The moto is simple:
Unicode provides a unique number for every character,
no matter what the platform,
no matter what the program,
no matter what the language.
The Unicode Standard is the universal character encoding standard used for representation of scripts (characters) for every language in the world and is maintained by Unicode Consortium. Each letter, digit or symbol has a unique numeric value which is called a code point, no matter what the platform, device, application or the writing system is. For example, English letter A is encoded as U+0041, where U+ is the prefix that all characters have, that basically means “Unicode”, and the other part is a hexadecimal number.
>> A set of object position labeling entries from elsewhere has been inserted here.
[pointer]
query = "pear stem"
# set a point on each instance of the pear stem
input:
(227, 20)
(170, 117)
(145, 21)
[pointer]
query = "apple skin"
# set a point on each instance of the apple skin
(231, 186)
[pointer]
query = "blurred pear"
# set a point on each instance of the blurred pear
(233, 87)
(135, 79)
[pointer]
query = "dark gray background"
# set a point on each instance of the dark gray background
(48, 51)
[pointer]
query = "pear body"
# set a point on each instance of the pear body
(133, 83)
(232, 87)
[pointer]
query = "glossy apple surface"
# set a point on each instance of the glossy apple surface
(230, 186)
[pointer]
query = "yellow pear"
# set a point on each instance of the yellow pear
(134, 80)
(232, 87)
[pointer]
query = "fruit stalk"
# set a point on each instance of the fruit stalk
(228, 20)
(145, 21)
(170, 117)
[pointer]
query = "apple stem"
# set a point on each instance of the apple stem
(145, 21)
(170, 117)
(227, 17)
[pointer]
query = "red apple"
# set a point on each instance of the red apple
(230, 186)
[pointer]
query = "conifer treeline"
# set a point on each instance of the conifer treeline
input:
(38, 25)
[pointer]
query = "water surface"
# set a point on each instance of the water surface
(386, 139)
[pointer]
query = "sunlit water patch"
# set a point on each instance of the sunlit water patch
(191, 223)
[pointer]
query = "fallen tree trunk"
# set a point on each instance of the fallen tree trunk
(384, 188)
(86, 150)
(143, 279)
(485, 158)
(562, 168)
The design of Unicode Standard is based on 10 Fundamental Principles, and not all of them can be satisfied simultaneously (from The Unicode Standard / the Unicode Consortium ; edited by Julie D. Allen ... [et al.]. — Version 6.0.):
1) Universality
The Unicode Standard provides a single, universal repertoire.
2) Efficiency
Unicode data is simple to parse and process.
3) Characters, not glyphs
The Unicode Standard encodes characters, but not glyphs (the elements of writing, like ligatures).
4) Semantics
Characters’ semantics is well-defined.
5) Plain text
Unicode characters represent plain text.
6) Logical order
Logical order is the default for memory representation.
7) Unification
The Unicode Standard unifies duplicate characters within scripts across languages.
8) Dynamic composition
Accented forms can be dynamically composed.
9) Stability
Characters, once assigned, cannot be reassigned and key properties are immutable.
10) Convertibility
Accurate convertibility is guaranteed between the Unicode Standard and other accepted encoding standards.
The Unicode standard represents every existing character, like punctuation marks, mathematical symbols, technical symbols, alphabets such as Chinese, Thai or Arabic, whereas ASCII (American Standard Code for Information Interchange) supports only a set of 128 basic English characters.
UTF stands for Universal Transformation Format. It defines an algorithm to map every Unicode code point to a unique byte sequence. There are several forms of Unicode encodings: UTF-8, UTF-16 and UTF-32.
UTF-8 and UTF-16 are the only two established standards for encoding and both have a variable width. The main difference between the two is in the number of bytes to represent a character in memory. For instance, UTF-8 uses minimum 1 byte or 8 bits to encode the data, while UTF-16 uses 2 bytes or 16 bits. Consequently, this has an impact on the resulting size of the encoded files. UTF-8 uses only one byte to represent common English characters. European (Latin), Hebrew, and Arabic characters are represented with two bytes, while three bytes are used to Chinese, Japanese, Korean, and other Asian characters. Any other additional Unicode characters can be represented with four bytes. UTF-16, however, represents BMP (Basic Multilingual Plane) characters, including Latin, Cyrillic, most Chinese and most Japanese with 2 bytes, that helps to speed up indexing and calculating code point count in case the text does not contain supplementary characters.
UTF-8 extends the identity encoding of the ASCII character set, which means that an ASCII character will be encoded in the same manner by the UTF-8 encoding of Unicode as by the identity encoding of ASCII, so the file size will stay the same. It also provides decent backwards compatibility in most cases. But if encoded in UTF-16, the encoded file would be about twice as big as the same file encoded in UTF-8.
Another thing is that UTF-8 is byte oriented (and UTF-16 is not), thus there are no problems with byte oriented networks or files and Big Endian / Little Endian issue (BE/LE issue). On the contrary, UTF-16 needs to establish byte order to work with byte oriented networks and files.
If using UTF-16 as a fixed-length encoding in common scenarios (especially in US / EU / countries with Cyrillic alphabets / Israel / Arab countries / Iran and others) it mostly works, but it may also lead to broken support in cases where it does not work.Therefore, the programmers have to be aware of surrogate pairs and handle them properly in cases where it matters.
UTF-8 is widely used in email systems and the web. Besides, it is used as the default encoding by many software programs.
Overall, UTF-8 is good for text files and network protocols (like HTML) as there is ASCII-compatibility and no BE/LE issue, whereas UTF-16 may be better for in-memory representations BE/LE issue is irrelevant in there and the indexing process is faster.
To sum up:
- UTF-8 uses minimum 1 byte to encode the data, while UTF-16 uses 2 bytes.
- UTF-8 is backwards compatible with ASCII, yet UTF-16 is not.
- UTF-8 is byte oriented and UTF-16 needs to establish byte order to work with byte oriented networks and files.
- UTF-8 is more efficient in working with text files and network protocols, while UTF-16 is well suited for in-memory representations.